Sylvie sonrió y trató de no prestar atención a la vocecita que le impulsaba a saltar a la defensa de Marcus.

– No. Anoche salí con él solo para tratar de ayudar a la empresa. Esta noche, voy a salir con él porque es un estupendo bailarín y porque anoche nos divertimos mucho. Nada más.

Tres

Aquella tarde, mientras Sylvie se vestía con unos pantalones azul marino y un jersey azul claro, sabía que aquella noche iba a ser mucho más, aunque les había asegurado todo lo contrario a sus amigos. Sentía una enorme bola de nervios en el estómago a pesar de que ella casi nunca se ponía nerviosa por una cita… ¿Sentiría Marcus la misma atracción por ella que la noche anterior?

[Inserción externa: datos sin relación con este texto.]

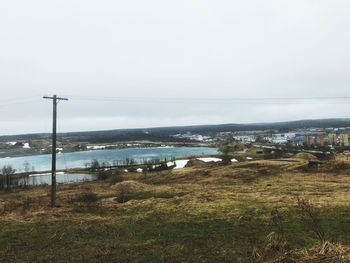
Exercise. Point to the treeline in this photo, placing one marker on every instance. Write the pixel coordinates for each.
(164, 133)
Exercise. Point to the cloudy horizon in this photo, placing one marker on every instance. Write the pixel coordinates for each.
(148, 64)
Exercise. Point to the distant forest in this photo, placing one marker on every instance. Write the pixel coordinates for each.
(163, 133)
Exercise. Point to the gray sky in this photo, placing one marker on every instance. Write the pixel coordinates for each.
(96, 51)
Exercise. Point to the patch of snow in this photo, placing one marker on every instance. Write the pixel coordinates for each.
(95, 147)
(169, 164)
(179, 164)
(209, 159)
(26, 146)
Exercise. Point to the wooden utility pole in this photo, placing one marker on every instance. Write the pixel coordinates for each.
(54, 99)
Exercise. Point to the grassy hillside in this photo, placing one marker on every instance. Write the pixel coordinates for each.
(254, 211)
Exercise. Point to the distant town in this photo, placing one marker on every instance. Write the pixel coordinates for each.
(309, 137)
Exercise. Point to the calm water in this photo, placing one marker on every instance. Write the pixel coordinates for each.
(80, 159)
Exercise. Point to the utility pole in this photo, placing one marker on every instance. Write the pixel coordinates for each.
(54, 99)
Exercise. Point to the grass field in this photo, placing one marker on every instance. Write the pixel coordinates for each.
(254, 211)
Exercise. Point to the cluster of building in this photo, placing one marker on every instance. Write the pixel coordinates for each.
(308, 138)
(302, 137)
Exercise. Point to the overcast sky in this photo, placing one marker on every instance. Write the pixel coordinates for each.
(172, 62)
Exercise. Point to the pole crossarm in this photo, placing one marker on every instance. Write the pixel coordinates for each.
(52, 98)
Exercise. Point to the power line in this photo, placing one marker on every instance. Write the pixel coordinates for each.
(208, 101)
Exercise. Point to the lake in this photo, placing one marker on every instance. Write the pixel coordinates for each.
(80, 159)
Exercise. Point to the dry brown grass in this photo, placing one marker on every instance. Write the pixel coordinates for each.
(237, 193)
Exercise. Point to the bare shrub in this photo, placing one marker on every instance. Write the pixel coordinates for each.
(311, 215)
(123, 193)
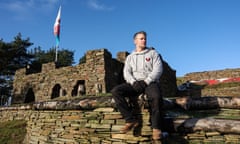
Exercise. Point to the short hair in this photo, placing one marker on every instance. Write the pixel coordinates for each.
(140, 32)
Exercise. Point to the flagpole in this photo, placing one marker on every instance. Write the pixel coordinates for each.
(56, 30)
(56, 55)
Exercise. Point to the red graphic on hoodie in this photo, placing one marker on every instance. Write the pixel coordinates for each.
(147, 59)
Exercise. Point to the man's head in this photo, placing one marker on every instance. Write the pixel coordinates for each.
(140, 40)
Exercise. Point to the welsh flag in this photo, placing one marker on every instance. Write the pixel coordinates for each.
(56, 28)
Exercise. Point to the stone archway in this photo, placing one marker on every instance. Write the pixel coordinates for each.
(79, 88)
(56, 91)
(30, 96)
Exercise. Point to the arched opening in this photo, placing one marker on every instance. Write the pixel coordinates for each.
(79, 88)
(30, 96)
(56, 91)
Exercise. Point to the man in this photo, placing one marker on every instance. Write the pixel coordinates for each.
(142, 71)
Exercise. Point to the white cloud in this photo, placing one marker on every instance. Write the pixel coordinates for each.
(96, 5)
(20, 9)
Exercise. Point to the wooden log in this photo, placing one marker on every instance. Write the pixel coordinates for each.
(208, 102)
(222, 126)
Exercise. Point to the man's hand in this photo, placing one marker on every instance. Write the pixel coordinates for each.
(139, 86)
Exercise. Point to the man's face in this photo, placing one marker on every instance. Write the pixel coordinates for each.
(140, 41)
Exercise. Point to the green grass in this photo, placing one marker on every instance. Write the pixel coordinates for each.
(12, 132)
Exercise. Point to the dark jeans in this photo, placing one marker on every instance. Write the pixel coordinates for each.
(126, 108)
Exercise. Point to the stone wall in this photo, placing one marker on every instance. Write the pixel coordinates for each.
(98, 125)
(98, 75)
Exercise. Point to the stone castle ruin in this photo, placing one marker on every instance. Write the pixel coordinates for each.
(99, 74)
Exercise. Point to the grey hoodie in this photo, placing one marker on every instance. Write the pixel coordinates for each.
(145, 65)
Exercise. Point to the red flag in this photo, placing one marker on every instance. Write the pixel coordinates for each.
(56, 28)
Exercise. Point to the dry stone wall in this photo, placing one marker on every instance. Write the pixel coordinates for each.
(98, 75)
(216, 74)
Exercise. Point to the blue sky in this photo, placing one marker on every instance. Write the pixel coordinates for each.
(191, 35)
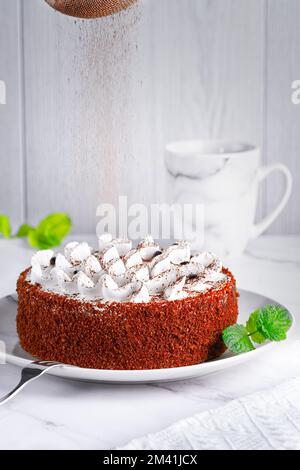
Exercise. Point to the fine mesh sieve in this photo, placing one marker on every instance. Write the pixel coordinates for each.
(90, 8)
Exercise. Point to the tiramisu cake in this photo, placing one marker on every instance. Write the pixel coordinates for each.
(120, 307)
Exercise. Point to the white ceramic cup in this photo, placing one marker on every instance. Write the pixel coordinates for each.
(225, 178)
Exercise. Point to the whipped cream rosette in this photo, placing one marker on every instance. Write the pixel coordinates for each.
(117, 272)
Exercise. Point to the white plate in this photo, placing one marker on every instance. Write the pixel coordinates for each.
(248, 302)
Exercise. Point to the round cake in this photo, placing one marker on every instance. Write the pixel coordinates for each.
(122, 308)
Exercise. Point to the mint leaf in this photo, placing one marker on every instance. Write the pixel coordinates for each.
(24, 231)
(5, 228)
(50, 231)
(252, 328)
(237, 340)
(273, 322)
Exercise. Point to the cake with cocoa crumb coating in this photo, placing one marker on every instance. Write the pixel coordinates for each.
(123, 308)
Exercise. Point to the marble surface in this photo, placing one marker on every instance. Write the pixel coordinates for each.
(57, 414)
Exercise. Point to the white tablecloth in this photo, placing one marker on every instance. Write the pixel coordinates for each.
(267, 420)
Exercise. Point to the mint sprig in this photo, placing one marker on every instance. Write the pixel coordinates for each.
(47, 234)
(5, 228)
(237, 339)
(270, 323)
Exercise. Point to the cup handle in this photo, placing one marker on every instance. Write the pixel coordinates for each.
(264, 172)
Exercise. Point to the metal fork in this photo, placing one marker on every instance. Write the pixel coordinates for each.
(30, 373)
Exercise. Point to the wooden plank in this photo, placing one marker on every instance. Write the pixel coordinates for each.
(104, 97)
(11, 127)
(282, 116)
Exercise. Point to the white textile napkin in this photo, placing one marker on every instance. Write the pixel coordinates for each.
(265, 420)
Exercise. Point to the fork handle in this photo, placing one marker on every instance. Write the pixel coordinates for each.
(29, 374)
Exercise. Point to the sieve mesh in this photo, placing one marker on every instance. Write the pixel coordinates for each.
(90, 8)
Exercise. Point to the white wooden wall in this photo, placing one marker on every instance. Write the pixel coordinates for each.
(92, 103)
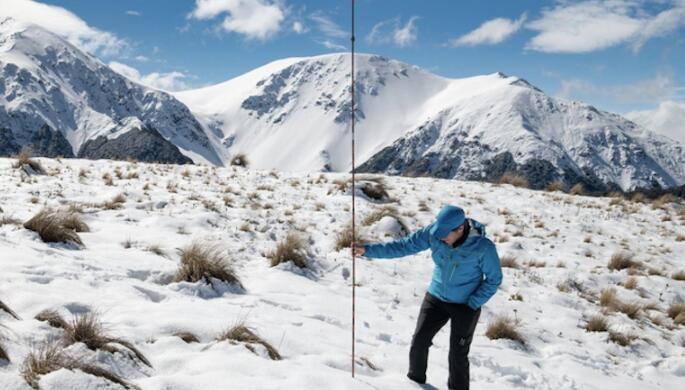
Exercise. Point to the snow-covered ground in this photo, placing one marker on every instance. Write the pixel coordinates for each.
(306, 315)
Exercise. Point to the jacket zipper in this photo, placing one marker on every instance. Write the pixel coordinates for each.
(444, 283)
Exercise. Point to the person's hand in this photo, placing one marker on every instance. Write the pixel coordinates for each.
(358, 249)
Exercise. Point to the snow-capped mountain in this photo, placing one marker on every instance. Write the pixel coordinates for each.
(61, 101)
(293, 114)
(668, 119)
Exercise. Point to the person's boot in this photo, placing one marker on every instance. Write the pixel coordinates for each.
(416, 379)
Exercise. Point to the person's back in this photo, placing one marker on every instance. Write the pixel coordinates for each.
(467, 274)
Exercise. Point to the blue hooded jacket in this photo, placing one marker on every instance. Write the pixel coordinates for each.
(468, 274)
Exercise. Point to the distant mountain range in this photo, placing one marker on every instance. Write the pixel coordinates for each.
(294, 114)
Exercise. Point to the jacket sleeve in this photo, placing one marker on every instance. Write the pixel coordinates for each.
(492, 270)
(413, 243)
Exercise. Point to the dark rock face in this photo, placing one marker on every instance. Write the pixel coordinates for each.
(145, 145)
(406, 159)
(43, 143)
(49, 143)
(8, 146)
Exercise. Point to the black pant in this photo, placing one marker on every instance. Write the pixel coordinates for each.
(433, 316)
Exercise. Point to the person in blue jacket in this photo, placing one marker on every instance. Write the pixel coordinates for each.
(467, 274)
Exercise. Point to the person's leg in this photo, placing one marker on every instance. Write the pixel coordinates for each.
(432, 318)
(463, 321)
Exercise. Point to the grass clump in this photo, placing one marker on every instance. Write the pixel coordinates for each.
(26, 163)
(7, 220)
(89, 330)
(48, 358)
(3, 354)
(204, 262)
(242, 334)
(630, 283)
(621, 338)
(187, 337)
(375, 189)
(9, 311)
(677, 313)
(503, 327)
(514, 179)
(293, 248)
(509, 261)
(53, 318)
(57, 226)
(344, 238)
(556, 186)
(622, 260)
(608, 298)
(597, 323)
(577, 189)
(240, 160)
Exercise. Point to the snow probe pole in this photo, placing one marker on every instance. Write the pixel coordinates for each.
(354, 263)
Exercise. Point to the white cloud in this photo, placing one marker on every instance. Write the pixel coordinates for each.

El timbre sonó cuando estaba ordenando un poco el salón. Al abrir la puerta, Marcus la miró con aquellos penetrantes ojos, verdes como las esmeraldas… Sylvie sintió que el corazón le daba un vuelco y que la respiración se le atascaba en la garganta.

Era tan guapo… Llevaba unos pantalones de pana negros y una camisa blanca con el cuello desabrochado bajo una cazadora negra. Sus hombros parecían tan anchos como la puerta.

– Buenas tardes.

– Buenas tardes. Estás preciosa -dijo él, mirándola de arriba abajo.

– Gracias. Y gracias también por las flores que me enviaste esta mañana -comentó ella, señalando el jarrón que había sobre la chimenea-. Como puedes ver, son muy hermosas.

Entonces, sacó una chaqueta de lana del ropero, que él agarró enseguida para ayudarla a ponérsela. Cuando se la hubo colocado sobre los hombros, la tomó entre sus brazos y le dio la vuelta.

– Sylvie… Llevo todo el día esperando este momento…

Ella le agarró los antebrazos, aunque no para tratar de soltarse. A pesar de los abrigos, era una dulce tortura notar el cuerpo de él contra el suyo. Una tortura que sabía que debía resistir.